EU – The European Union has announced new tariffs on US food and drink imports in retaliation to Washington’s decision to impose tariffs on steel and aluminum shipments.
The European Commission stated that it would introduce levies on €26 billion (US$28.31 billion) worth of US goods starting in April, escalating trade tensions between the two economic powers.
The move includes the re-imposition of previously suspended tariffs on products such as bourbon whiskey and additional duties on other spirits, makeup, and essential oils.
The Distilled Spirits Council of the United States (DISCUS) expressed disappointment over the EU’s decision, while Pan-European trade body SpiritsEurope voiced serious concerns about the impact on the spirits sector.
Brussels will roll out the tariffs in two phases, beginning April 1, with full implementation by April 13.
European Commission President Ursula von der Leyen defended the countermeasures, calling the US tariffs an “unjustified trade restriction.”
“The European Union must act to protect consumers and businesses. The countermeasures we take today are strong but proportionate,” von der Leyen stated.
She emphasized that the EU was matching the economic scope of the US tariffs, which amount to US$28 billion, by introducing €26 billion (US$28.31 billion) in countermeasures.
Concerns over retaliation and industry impact
European spirits manufacturers are now worried about possible US retaliation, according to Ulrich Adam, director general of SpiritsEurope. The group represents major US and European producers, including Diageo and Brown-Forman, the maker of Jack Daniel’s.
According to the Distilled Spirits Council of the United States, American whiskey exports to Europe reached US$699 million in 2024. The organization highlighted that a previous round of tariffs on bourbon in 2018 resulted in a 20% decline in exports.
Meanwhile, European spirits exports to the US were valued at €2.9 billion (US$3.15 billion) in 2024, making the US a key market for European distillers.

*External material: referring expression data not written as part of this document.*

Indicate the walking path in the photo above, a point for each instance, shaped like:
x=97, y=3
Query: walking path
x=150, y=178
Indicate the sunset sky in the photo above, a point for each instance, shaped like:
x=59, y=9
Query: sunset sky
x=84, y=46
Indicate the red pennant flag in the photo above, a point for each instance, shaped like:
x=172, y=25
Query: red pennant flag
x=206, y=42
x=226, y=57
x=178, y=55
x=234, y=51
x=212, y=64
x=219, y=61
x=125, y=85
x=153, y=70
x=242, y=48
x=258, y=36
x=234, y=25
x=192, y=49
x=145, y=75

A European spirits producer executive, speaking to Reuters, criticized the EU’s decision, stating, “We’re being thrown, by our own government, under the bus.”
France, Spain, and Italy had requested the exclusion of wine and spirits from the list of targeted products, but the European Commission declined the request.
Spain’s Economy Ministry said it aimed to balance the interests of all affected sectors, while a French government source acknowledged that removing bourbon from the tariff list would have delayed the EU’s response.
SpiritsEurope warned that many European distillers produce US spirits, meaning the tariffs could directly impact European businesses. Additionally, US spirits companies have significant investments in European supply chains, putting jobs at risk across the industry.
Brown-Forman CEO Lawson Whiting admitted that while the company had taken steps to prepare, the situation remains difficult.
“We’ve done some things to try to get us prepared, but it’s a tough spot,” Whiting said at the UBS Consumer and Retail Conference.